Constraints As A Product Manager — Embrace!

Source: CrossbowStudioFilms.com

Who doesn’t love the original Star Wars Trilogy? Not many.

Although I’m still not sure if I like A New Hope or Return of the Jedi better. Source: Flickr

Released 40 years ago in 1977, Star Wars: A New Hope was built around the constraints that the crew had, both from a budget and technical standpoint. Director George Lucas and his crew had to get creative and work with the constraints they had. We all know the end result.

Who loves the Prequel Trilogy? Not many.

There are many reasons that you can point to for the lesser quality of the Prequel trilogy, but I think one of the biggest culprits is the lack of constraints. Budget was never an issue, nobody questioned or put a leash on George Lucas, and anything with special effects could be done with CGI and green screens.

The result? Three films that are not remembered fondly, and were missing the heart and soul that made the original trilogy so special.

Constraints as a Product Manager:

It’s easy to think that if you only had more developers on your team, more hours in a day, more customer data, or a larger budget, you could produce a better product.

Are there valid reasons for thinking this? Depending on circumstances, absolutely. However, it’s an easy crutch to fall on instead of working with the constraints given.

There’s a lot of wisdom that we can learn from 37 Signals, creator of products like Basecamp.

From Getting Real: Embrace Constraints:

There’s never enough to go around. Not enough time. Not enough money. Not enough people.
That’s a good thing.
Instead of freaking out about these constraints, embrace them. Let them guide you. Constraints drive innovation and force focus. Instead of trying to remove them, use them to your advantage.

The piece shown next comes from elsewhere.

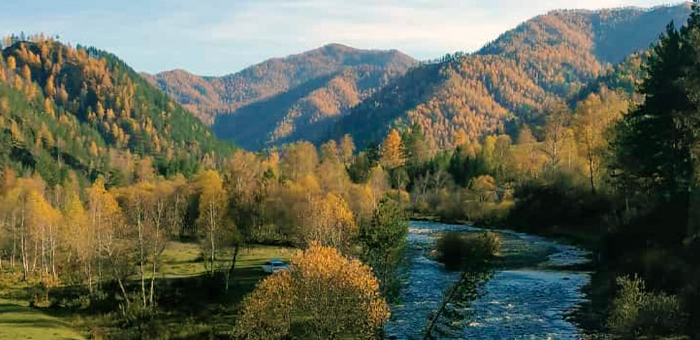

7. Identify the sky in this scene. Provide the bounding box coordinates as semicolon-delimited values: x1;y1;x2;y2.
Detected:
0;0;679;76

Don’t forget the constraints of the end product as well!

It’s easy to look at feature requests and implement them without thinking about the long term implications. What used to be a product with focus can just as easily turn into a frankenstein that has various features bolted onto it and no longer looks like the product you had envisioned and wanted it to be.

The Last Thing you want your product to be. Source: Simple Wikipedia

The Second Most Common Reason for Startups failing is running out of cash.

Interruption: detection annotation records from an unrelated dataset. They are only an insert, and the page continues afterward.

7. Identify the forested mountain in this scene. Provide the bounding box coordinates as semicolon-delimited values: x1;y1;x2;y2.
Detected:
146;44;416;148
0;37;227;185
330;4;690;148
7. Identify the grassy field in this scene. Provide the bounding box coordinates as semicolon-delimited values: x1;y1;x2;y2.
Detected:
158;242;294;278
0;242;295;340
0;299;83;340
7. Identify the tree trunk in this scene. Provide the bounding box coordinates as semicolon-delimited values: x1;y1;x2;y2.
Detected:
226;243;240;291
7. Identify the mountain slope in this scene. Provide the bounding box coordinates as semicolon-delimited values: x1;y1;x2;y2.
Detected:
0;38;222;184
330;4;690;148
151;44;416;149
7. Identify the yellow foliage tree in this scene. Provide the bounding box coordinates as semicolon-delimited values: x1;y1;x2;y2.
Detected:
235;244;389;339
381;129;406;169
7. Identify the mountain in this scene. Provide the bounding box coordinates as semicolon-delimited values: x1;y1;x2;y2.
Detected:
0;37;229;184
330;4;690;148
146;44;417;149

Here is an infographic on the reason that startups fail from Forbes.

“No Market Need” leads the charge at 42%, with “Running out of Cash” behind it at 29%. The article mentions the following:

Startups can run out of cash not just when they are underfunded, but when they receive too much and spend recklessly.

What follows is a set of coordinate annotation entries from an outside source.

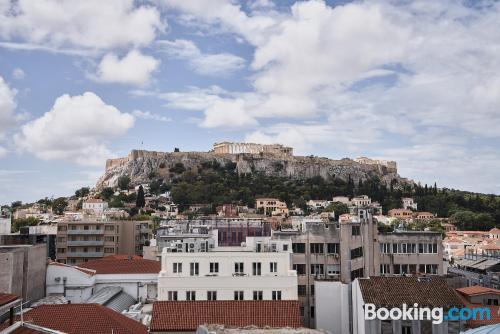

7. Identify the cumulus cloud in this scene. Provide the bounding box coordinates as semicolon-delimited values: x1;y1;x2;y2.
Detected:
91;50;160;85
132;110;172;122
14;92;134;166
0;0;165;49
12;67;26;80
0;76;16;139
158;39;245;76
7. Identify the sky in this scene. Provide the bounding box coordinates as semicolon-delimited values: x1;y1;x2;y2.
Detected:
0;0;500;203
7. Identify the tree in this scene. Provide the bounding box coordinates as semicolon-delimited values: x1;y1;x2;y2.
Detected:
118;175;130;190
75;187;90;198
52;197;68;215
101;187;115;201
135;185;146;208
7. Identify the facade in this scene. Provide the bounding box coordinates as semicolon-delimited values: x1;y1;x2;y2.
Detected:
255;198;288;216
401;197;418;211
214;142;293;157
56;218;152;264
82;198;108;215
0;244;47;302
158;237;297;301
377;231;445;275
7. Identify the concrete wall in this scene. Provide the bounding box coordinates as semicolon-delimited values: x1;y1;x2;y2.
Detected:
314;281;350;334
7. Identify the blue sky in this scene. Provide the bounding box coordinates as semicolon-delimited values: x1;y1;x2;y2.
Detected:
0;0;500;203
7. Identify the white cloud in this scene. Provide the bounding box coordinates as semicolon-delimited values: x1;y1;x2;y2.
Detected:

I’ve bolded the later half on emphasis. Let’s say your company just received $100 million in funding. What do you do with all that money? What do you focus on?

Now, what would happen if instead received $5 million in funding? Suddenly, you have a lot more constraints on what you can do. You’re going to get a little more creative compared to receiving $100 million.

“I think frugality drives innovation, just like other constraints do. One of the only ways to get out of a tight box is to invent your way out.”
 Jeff Bezos

Conclusion:

Constraints can drive creativity that a blank cheque simply cannot do. You only have so many hours in a day, so many things you can focus on, only so big a budget or team etc. Instead of pushing for bigger budgets, working more hours in a day, trying to take in everything, embrace constraints. You’re going to come up with solutions more akin to George Lucas and his scrappy team back when making the original Star Wars, and not the prequel trilogy that had no constraints, but lacked the heart and soul that made the original trilogy so special.